Forschende gehen davon aus, dass die Orcas Fischer und somit größere Boote als Nahrungskonkurrenten wahrnehmen. Die Bestände des Roten Thunfischs sind gefährdet – eine Lieblingsspeise der Meeresjäger. Deswegen werden sie häufiger von Fischerbooten gestört oder verletzt; manchmal verlieren sie sogar ihre Kälber. Sie scheinen sich also mit den koordinierten Angriffen schlicht zur Wehr zu setzen. Der Meereswissenschaftler Alfredo López erklärt, dass es sich bei den konfliktfreudigen Tieren um zurzeit 14 Wale aus vier unterschiedlichen Familiengruppen handelt.

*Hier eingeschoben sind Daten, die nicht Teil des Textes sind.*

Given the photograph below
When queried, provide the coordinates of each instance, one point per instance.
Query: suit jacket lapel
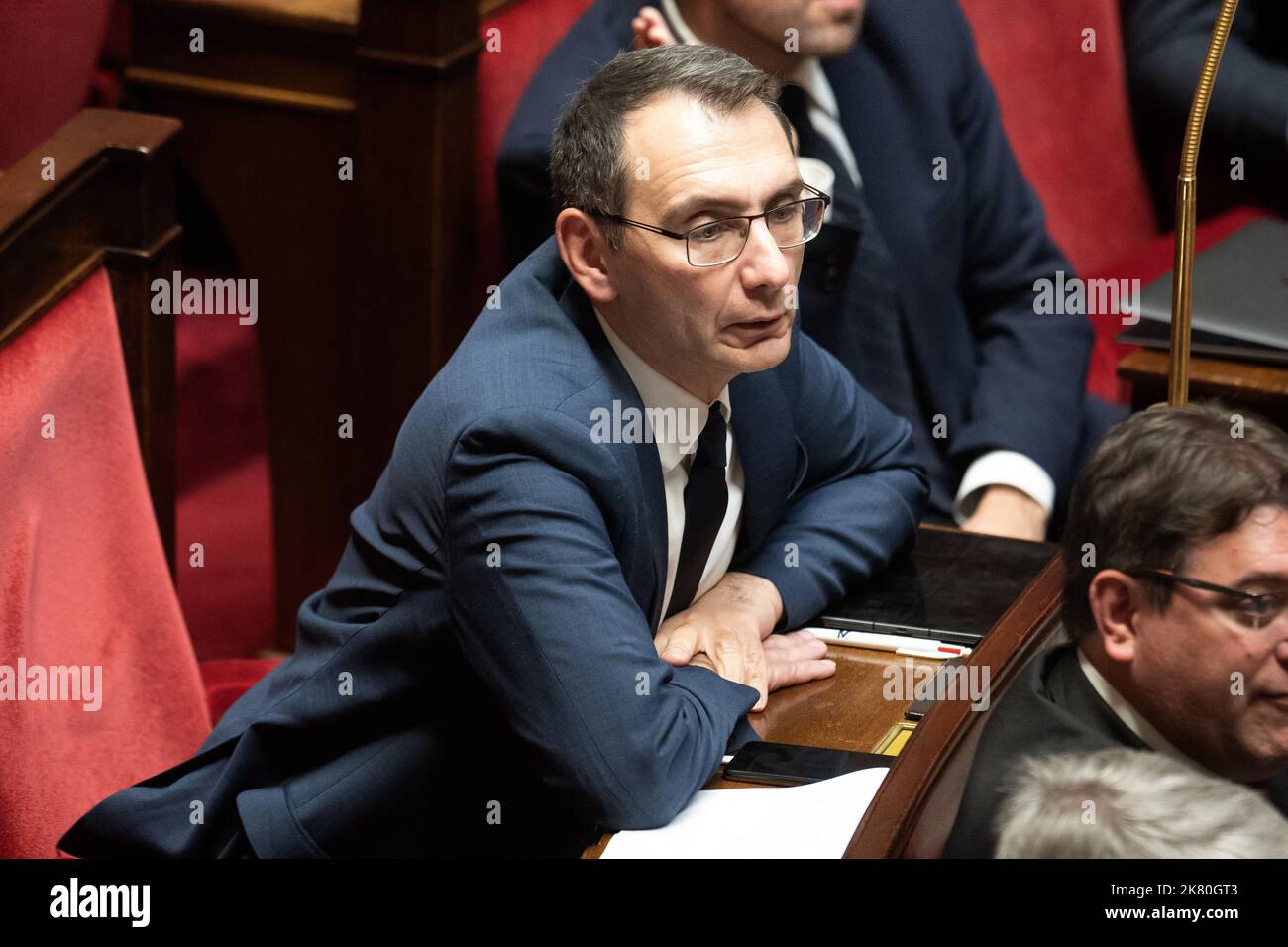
(765, 440)
(639, 457)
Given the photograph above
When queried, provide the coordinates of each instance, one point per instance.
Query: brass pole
(1186, 204)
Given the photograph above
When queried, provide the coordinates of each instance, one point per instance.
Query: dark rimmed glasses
(1252, 609)
(722, 241)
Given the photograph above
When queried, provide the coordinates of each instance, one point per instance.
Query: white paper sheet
(811, 821)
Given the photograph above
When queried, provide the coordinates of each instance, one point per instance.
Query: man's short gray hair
(588, 167)
(1133, 804)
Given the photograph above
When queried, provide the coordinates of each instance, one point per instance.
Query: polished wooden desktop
(849, 711)
(1261, 388)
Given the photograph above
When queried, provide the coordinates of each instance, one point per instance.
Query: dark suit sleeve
(1041, 359)
(554, 633)
(861, 499)
(1166, 44)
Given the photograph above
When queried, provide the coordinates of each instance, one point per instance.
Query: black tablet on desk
(952, 587)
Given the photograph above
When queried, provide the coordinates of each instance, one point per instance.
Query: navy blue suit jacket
(967, 249)
(480, 674)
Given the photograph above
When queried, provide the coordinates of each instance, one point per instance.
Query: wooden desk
(848, 711)
(1261, 388)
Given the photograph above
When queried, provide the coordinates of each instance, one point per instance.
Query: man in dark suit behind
(558, 603)
(1167, 42)
(1176, 598)
(922, 282)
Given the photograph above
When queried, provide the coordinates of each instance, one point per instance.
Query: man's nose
(764, 264)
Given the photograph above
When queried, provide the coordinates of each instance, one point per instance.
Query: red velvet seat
(82, 581)
(48, 56)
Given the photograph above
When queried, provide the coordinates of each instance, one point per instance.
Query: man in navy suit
(922, 281)
(630, 474)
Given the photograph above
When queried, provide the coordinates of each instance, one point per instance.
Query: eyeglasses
(722, 241)
(1254, 611)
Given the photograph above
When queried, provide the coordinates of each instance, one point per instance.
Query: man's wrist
(758, 596)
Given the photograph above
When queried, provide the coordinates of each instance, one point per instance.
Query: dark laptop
(953, 587)
(1240, 299)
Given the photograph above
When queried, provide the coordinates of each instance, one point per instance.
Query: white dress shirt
(995, 468)
(675, 454)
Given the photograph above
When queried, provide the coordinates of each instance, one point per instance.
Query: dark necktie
(867, 331)
(706, 497)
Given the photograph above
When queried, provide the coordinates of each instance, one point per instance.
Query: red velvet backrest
(84, 583)
(1068, 118)
(50, 52)
(515, 40)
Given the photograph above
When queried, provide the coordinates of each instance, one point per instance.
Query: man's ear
(584, 249)
(1116, 602)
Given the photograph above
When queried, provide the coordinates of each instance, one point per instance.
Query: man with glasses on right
(1176, 599)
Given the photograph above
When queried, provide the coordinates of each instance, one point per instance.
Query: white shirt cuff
(1006, 470)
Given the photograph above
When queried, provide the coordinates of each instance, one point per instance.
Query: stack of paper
(811, 821)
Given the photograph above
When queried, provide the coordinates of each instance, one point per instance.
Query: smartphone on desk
(789, 764)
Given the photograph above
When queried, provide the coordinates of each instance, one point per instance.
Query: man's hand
(790, 659)
(651, 29)
(726, 625)
(1008, 512)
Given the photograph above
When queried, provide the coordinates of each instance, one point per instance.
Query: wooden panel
(112, 205)
(850, 711)
(1261, 388)
(911, 793)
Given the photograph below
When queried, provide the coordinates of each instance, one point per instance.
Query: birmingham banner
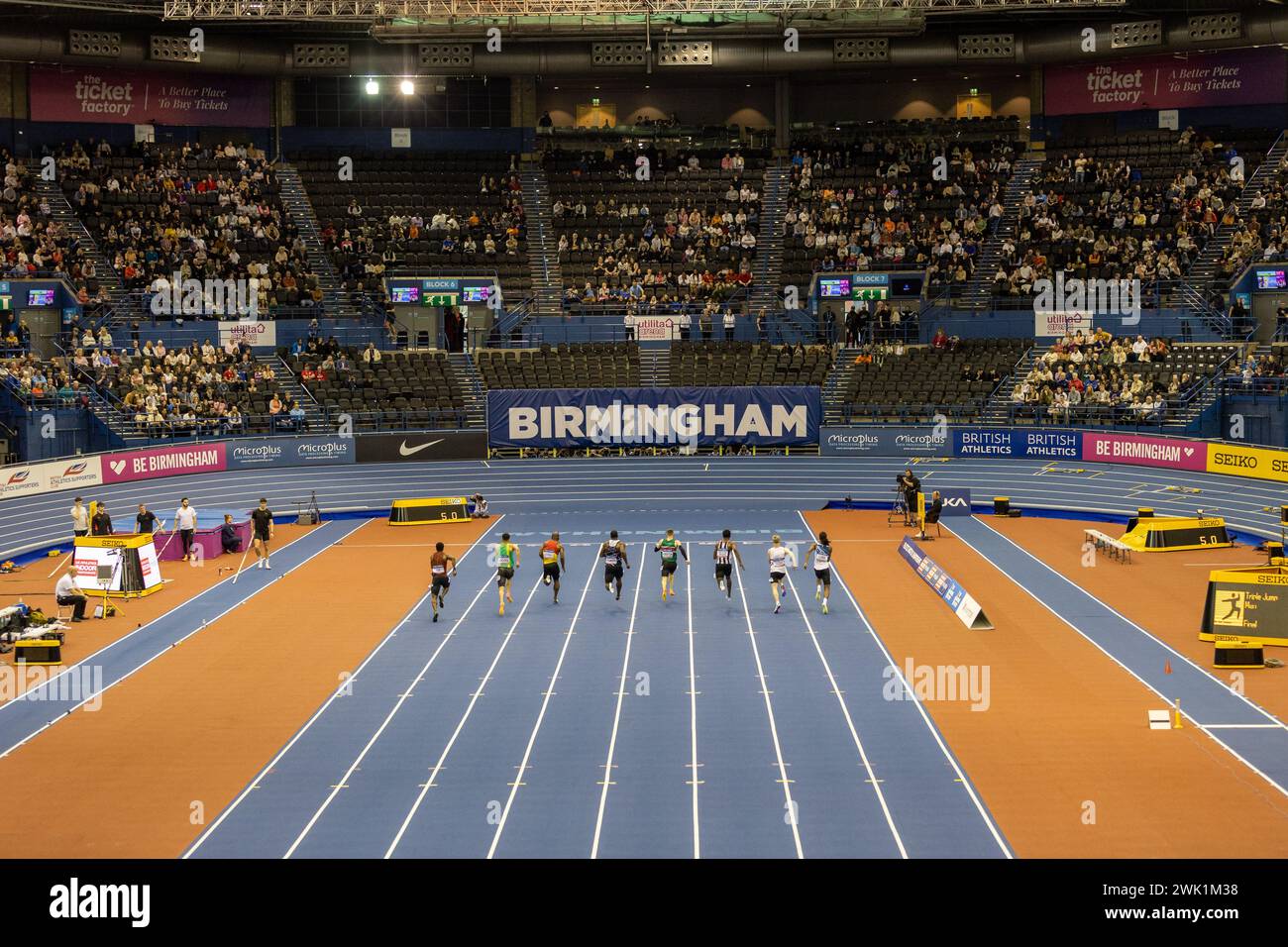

Offensichtlich haben sie voneinander gelernt mit der Absicht, bestimmte Bootstypen an der Weiterfahrt zu hindern – innerhalb einer Gesellschaft sei das eine kulturelle Leistung.

Wir bleiben vorsichtshalber auf dem Trockenen und starten in die donnerstägliche Presseschau. Los geht’s!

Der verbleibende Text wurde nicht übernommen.